Aux Pays-Bas, le SGP, le parti politique le plus ancien du pays, accorde une attention inhabituelle à la mobilité. Le parti propose de transformer le Fonds de mobilité en un Fonds d'accessibilité, où les aspects sociaux seraient pris en compte en plus des aspects économiques. Ils soulignent les coûts sociaux annuels des embouteillages et des accidents de la circulation, respectivement quatre et vingt-sept milliards d'euros, et plaident pour davantage d'investissements dans la sécurité routière.

En Wallonie, le Parlement a désormais donné son feu vert à l'introduction de plateformes numériques telles que Uber, Bolt et Heetch. Même si le ministre wallon de la Mobilité, Philippe Henry, s'est félicité de cette évolution, des inquiétudes subsistent quant à l'impact sur les compagnies de taxis traditionnelles et les transports sociaux. Henry a souligné que la réforme offrirait aux consommateurs plus de choix et de flexibilité et que des mesures seraient prises pour protéger le secteur.

Dans le même temps, un conflit international autour de l'aéroport Schiphol d'Amsterdam s'intensifie. La compagnie aérienne américaine JetBlue accuse le gouvernement néerlandais de violer l'accord de ciel ouvert entre les États-Unis et l'Union européenne. JetBlue affirme que des barrières commerciales injustes ont été mises en place qui rendent impossible l'exploitation de l'entreprise à Schiphol.

Aux Pays-Bas, la législation concernant les fourgons électriques est renforcée. A partir du 1er octobre, le permis B ne suffira plus pour conduire certains poids lourds utilitaires électriques.
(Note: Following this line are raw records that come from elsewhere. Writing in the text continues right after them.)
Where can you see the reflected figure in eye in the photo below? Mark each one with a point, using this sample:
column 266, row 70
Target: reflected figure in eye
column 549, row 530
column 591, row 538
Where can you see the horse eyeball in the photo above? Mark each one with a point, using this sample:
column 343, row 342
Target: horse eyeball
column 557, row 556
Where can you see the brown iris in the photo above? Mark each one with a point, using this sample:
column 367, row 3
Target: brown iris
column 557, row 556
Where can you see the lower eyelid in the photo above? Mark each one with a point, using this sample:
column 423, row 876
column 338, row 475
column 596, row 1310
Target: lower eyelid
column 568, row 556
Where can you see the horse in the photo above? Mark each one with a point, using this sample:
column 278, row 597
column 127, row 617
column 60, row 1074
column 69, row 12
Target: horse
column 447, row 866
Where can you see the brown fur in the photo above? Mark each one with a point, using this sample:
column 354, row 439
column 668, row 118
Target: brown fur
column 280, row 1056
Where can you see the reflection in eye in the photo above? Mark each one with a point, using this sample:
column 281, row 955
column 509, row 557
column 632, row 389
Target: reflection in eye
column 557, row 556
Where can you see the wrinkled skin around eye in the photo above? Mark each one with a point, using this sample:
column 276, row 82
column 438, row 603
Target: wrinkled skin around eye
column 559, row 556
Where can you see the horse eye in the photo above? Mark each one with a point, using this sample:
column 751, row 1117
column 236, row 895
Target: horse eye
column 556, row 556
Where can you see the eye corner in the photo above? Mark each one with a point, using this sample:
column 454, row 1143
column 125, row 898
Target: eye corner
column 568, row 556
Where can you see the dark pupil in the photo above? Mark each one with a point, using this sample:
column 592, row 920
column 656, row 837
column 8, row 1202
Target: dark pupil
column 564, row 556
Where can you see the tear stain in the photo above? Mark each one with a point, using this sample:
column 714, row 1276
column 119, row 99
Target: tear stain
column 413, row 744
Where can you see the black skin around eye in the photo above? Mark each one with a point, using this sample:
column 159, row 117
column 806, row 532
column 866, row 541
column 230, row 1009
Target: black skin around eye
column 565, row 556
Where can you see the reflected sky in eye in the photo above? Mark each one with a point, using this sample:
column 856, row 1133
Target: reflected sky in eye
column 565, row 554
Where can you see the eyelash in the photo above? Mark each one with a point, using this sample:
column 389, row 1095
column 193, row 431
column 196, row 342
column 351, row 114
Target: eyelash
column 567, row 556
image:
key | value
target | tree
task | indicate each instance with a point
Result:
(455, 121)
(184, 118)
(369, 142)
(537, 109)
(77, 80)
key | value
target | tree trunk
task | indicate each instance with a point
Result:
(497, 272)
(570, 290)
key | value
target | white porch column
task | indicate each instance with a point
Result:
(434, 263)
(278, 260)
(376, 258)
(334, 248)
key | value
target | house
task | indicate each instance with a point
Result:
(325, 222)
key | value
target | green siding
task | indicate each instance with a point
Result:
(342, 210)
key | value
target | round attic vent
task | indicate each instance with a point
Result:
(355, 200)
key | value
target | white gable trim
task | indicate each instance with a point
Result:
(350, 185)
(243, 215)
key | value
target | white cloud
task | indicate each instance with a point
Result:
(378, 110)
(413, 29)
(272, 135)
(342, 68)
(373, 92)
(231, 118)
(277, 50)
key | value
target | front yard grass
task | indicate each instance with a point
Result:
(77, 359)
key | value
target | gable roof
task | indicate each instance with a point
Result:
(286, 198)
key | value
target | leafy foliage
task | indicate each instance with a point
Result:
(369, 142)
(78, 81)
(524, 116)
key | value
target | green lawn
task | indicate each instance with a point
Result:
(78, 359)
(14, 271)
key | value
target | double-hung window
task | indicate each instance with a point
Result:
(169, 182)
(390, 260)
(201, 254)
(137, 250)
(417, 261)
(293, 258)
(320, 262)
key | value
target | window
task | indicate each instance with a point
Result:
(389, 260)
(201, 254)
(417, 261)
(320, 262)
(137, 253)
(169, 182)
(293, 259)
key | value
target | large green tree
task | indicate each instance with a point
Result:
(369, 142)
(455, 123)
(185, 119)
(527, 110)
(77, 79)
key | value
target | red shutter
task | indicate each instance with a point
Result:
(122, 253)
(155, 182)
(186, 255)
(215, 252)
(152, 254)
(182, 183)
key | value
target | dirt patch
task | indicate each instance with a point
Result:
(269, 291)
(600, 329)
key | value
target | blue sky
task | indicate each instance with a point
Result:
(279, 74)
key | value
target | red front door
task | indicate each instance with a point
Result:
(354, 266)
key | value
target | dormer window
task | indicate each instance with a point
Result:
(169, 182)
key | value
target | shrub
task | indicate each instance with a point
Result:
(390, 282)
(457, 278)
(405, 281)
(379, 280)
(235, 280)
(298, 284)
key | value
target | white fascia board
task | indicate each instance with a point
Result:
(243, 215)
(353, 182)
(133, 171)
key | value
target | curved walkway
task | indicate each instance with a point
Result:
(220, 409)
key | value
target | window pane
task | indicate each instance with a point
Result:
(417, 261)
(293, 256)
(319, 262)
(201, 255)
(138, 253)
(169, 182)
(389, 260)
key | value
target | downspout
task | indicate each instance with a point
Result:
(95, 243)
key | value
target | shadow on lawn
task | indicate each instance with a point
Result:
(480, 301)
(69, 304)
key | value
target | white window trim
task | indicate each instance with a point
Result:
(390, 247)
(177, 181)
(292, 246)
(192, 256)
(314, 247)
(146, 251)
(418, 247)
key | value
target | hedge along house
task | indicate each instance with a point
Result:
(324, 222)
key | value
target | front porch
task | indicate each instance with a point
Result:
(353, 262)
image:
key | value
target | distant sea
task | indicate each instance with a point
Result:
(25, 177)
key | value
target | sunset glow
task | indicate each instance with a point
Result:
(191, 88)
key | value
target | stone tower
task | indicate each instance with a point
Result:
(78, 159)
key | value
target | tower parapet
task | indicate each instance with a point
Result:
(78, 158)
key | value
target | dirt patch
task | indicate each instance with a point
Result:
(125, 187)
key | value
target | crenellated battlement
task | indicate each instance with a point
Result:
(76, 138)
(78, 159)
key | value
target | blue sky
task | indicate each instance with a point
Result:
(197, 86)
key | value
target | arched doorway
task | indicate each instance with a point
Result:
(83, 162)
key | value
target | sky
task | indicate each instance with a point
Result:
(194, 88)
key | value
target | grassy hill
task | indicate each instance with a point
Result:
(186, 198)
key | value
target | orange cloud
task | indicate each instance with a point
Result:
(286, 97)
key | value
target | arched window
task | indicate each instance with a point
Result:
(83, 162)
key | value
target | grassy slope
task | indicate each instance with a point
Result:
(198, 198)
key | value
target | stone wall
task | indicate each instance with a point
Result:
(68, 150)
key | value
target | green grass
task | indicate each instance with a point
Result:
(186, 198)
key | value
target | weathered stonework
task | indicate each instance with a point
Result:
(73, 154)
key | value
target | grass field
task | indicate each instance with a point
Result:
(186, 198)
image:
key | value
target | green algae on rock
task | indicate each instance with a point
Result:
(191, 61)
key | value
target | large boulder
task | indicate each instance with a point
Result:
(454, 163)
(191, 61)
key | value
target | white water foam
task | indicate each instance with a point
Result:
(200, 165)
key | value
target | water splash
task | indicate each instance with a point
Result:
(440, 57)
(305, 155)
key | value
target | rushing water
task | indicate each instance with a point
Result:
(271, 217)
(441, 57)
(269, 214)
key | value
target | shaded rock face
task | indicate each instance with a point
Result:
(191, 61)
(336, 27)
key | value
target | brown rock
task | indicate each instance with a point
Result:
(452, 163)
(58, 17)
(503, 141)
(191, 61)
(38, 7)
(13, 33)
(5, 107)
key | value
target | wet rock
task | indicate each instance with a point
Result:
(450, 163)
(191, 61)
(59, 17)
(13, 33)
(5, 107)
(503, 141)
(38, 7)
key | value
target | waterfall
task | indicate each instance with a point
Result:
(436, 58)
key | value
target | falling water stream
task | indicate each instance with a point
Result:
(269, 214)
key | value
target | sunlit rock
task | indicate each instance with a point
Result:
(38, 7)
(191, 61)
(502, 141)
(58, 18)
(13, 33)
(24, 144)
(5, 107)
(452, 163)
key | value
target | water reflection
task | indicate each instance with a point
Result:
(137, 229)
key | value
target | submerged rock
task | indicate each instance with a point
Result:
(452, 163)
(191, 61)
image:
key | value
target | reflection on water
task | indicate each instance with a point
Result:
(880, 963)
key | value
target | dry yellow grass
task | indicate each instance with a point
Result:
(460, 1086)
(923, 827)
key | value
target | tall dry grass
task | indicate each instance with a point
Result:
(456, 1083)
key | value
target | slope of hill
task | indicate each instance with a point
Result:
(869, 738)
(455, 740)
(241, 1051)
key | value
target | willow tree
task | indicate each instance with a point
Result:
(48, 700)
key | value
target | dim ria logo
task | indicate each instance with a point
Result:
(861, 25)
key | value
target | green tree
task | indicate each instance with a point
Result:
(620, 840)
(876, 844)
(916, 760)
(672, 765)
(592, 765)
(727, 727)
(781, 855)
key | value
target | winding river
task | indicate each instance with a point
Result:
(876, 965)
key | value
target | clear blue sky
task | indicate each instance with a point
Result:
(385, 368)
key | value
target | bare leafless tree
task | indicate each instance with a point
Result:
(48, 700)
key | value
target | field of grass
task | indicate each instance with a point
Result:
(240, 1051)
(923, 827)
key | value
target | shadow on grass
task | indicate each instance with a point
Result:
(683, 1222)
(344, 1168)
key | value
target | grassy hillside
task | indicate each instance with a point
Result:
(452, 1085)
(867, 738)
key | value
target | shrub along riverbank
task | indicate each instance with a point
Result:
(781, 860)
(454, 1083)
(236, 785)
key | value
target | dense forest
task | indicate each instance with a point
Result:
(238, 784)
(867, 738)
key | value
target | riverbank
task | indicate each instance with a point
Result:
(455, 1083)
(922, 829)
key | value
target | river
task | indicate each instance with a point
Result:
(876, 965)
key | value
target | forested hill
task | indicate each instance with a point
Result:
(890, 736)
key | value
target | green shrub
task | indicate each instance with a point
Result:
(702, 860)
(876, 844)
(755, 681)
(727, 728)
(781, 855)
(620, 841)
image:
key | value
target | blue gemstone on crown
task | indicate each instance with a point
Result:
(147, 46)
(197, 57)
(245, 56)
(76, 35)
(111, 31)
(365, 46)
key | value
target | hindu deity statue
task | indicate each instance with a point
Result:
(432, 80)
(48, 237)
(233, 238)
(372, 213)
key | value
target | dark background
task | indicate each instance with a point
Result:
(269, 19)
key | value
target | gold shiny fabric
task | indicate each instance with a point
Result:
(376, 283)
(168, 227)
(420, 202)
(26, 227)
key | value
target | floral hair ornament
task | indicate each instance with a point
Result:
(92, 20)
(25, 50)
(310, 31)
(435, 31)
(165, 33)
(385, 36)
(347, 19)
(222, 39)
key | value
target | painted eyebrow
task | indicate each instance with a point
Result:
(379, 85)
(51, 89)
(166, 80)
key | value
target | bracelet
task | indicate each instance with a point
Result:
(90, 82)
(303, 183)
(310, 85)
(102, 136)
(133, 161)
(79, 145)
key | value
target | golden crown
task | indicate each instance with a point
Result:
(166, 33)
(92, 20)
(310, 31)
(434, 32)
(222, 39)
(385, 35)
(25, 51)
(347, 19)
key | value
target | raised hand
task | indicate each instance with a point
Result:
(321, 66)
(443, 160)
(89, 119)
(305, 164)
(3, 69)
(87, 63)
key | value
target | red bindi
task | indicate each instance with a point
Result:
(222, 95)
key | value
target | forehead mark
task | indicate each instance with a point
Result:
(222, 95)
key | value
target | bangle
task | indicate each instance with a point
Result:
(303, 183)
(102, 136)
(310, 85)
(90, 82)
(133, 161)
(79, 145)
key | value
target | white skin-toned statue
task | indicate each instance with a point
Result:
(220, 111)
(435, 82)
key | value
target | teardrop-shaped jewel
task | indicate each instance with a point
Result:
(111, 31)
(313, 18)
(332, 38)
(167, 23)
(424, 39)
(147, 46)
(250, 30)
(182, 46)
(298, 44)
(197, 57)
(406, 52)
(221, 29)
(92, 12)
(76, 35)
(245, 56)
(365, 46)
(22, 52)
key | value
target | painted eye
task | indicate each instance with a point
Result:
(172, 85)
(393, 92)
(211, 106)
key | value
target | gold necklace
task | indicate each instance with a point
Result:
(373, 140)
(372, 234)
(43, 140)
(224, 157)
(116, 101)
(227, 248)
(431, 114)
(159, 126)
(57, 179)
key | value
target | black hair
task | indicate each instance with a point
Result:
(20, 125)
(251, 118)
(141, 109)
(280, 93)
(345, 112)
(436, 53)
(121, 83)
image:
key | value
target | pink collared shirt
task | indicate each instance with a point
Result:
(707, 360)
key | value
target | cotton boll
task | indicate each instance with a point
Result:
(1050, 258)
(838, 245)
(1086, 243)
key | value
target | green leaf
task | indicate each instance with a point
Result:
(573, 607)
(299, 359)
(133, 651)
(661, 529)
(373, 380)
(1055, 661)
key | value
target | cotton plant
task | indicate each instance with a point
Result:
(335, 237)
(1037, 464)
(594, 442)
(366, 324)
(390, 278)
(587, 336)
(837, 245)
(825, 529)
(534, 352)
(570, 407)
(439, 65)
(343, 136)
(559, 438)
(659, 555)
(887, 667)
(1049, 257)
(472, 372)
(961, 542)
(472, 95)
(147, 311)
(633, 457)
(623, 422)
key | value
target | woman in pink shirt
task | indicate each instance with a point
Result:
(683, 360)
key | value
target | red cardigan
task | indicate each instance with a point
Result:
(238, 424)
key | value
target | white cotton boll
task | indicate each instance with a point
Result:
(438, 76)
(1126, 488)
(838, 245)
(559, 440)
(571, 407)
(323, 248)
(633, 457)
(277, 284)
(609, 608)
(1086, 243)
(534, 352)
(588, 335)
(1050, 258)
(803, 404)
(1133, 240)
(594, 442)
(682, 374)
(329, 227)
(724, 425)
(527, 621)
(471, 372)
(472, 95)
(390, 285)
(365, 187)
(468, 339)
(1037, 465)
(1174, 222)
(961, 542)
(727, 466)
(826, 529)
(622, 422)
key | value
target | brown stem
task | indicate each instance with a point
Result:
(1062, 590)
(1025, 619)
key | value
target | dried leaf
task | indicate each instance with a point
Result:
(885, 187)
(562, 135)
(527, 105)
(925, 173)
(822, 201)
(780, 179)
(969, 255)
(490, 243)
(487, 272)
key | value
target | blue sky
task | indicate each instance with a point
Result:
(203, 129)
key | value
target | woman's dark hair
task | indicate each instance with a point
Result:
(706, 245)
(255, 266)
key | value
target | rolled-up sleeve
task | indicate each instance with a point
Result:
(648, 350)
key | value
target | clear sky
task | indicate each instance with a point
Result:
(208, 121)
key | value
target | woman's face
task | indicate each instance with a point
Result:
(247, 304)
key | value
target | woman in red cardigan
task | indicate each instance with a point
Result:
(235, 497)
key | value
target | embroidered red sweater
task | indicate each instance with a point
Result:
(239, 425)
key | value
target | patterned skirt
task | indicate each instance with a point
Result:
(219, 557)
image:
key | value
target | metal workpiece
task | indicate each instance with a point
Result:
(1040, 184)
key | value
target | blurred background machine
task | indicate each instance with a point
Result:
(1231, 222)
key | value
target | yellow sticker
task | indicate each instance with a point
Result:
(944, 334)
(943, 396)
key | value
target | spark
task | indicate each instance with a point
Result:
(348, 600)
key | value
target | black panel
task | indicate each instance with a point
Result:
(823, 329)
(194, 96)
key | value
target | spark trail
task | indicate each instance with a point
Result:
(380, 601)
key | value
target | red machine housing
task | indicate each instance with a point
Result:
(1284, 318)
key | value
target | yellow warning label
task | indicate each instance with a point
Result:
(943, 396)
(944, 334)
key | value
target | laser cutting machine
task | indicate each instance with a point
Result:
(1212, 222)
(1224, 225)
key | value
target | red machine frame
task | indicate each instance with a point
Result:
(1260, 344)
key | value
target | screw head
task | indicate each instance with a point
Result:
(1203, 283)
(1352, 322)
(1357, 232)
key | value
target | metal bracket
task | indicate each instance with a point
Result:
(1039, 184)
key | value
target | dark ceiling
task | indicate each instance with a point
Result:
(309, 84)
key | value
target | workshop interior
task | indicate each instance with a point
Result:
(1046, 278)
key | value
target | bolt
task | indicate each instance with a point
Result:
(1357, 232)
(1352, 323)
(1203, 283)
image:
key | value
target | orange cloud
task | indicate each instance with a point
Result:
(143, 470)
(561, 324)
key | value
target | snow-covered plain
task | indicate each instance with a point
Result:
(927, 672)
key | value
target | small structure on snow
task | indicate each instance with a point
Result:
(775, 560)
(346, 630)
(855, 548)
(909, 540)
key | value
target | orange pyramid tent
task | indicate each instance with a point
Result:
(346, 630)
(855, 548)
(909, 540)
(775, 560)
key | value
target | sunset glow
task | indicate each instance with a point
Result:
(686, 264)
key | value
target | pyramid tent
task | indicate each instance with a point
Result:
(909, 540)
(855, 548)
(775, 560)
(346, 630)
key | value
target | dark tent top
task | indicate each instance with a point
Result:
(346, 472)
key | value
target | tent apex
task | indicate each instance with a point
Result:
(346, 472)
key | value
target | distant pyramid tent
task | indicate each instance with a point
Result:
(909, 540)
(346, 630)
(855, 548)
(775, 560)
Cela pourrait avoir des implications significatives pour la transition durable et pour les entrepreneurs qui souhaitent utiliser des véhicules électriques plus lourds.

Enfin, le secteur du voyage a subi un coup dur avec la faillite du tour-opérateur d'Eindhoven Vacansoleil. Avec près de 600 campings et un demi-million de vacanciers par an, l'entreprise était un acteur majeur sur le marché des vacances en camping. La faillite aura sans aucun doute un impact sur les projets de vacances des familles et sur les économies locales qui ont bénéficié de ces campings.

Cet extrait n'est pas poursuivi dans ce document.